Citizens’ rights and responsibilities should be made accessible in all institutions and distributed widely. State licensing and regulatory bodies should not only be administered by professionals who have knowledge and expertise in the specific field that they are responsible to regulate, but also in matters of ethics and best practices in their respective fields.
Professionals are found to have engaged in proven violations should be sanctioned and in the appropriate cases barred from practicing in those fields. Those deemed to be at-risk of professional violations should be encouraged to seek help on their own, and if not, be mandated to do so or face expulsion from practicing in their field.
In a bid to develop comprehensive anti-corruption legislations, it is critical to consult professionals and academics who have demonstrated expertise in ethics and related subjects to explore aspects of rent-seeking reform that have not been considered in the Liberian context.
Conclusions
There are several ways in which a professional can cross
the line between their professional relationships with
a client by transgressing into their private life. The
inadvertent consequences can produce conditions that
are conducive for rent-seeking activities or corruption.

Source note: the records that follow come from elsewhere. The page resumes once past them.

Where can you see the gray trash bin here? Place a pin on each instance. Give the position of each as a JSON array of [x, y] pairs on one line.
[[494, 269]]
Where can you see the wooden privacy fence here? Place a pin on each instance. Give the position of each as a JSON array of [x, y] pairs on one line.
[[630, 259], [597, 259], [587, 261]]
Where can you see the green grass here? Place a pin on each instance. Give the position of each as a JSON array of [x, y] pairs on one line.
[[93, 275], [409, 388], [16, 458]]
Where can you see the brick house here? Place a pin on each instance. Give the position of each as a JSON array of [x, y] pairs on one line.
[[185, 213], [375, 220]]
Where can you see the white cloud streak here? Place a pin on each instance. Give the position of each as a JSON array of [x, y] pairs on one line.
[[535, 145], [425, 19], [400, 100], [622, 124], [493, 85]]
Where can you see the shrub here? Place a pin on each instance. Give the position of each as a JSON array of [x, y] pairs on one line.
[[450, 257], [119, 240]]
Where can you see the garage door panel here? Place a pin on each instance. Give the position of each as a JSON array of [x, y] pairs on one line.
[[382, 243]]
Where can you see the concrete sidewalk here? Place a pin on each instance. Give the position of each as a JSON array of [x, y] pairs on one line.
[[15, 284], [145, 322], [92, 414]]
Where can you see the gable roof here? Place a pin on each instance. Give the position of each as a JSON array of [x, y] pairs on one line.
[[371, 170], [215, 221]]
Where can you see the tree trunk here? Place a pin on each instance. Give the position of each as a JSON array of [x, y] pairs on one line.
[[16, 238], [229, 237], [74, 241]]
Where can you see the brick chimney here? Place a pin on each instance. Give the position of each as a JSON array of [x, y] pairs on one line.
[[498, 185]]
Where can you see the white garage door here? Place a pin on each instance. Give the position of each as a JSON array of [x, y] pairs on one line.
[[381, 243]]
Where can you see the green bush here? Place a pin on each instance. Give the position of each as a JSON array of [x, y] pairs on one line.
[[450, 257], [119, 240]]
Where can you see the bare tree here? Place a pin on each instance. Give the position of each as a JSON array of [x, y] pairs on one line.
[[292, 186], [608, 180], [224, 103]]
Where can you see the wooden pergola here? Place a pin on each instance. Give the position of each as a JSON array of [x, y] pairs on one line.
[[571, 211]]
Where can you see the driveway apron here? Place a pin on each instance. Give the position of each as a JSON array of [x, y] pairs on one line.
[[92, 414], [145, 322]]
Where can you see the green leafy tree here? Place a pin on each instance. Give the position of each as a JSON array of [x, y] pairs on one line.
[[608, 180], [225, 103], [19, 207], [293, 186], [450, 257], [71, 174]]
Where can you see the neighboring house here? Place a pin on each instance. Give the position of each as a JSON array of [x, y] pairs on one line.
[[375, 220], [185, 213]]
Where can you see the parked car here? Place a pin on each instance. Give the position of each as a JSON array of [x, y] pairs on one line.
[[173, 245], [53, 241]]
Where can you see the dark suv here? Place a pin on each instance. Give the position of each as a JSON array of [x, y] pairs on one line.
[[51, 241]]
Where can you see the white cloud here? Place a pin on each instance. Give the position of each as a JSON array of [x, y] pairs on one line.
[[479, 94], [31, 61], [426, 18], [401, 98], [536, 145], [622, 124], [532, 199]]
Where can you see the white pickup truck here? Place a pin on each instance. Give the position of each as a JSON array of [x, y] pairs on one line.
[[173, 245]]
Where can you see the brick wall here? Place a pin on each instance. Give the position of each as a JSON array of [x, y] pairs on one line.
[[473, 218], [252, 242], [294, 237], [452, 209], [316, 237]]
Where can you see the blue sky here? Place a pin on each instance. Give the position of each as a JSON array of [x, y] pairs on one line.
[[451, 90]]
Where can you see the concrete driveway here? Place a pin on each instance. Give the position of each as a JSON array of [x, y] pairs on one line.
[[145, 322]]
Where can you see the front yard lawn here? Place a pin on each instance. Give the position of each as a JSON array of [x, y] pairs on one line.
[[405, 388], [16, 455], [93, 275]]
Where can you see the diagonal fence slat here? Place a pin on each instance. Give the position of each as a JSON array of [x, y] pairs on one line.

Anytime we blur the roles between being a professional
and the personal, we abuse our power.
Hopefully, as the Unity Party government seeks to establish or strengthen its anti-corruption regimes, it would consider the many ways in which the liberties of citizens are being violated by public servants, which are indistinguishable from the effects of corruption. Furthermore, it should be noted that one of biggest drivers of anti-corruption regimes are the personal and professional commitments of the leadership of any institution or society to the effort. Anti-corruption regimes cannot be applied piecemeal, they have to be infused into a larger plan to bring about holistic change in the institutional culture, including strategies to “prevent, detect, and enforce regulations.” Unless we do so, our country will continue to linger in anarchy and strife.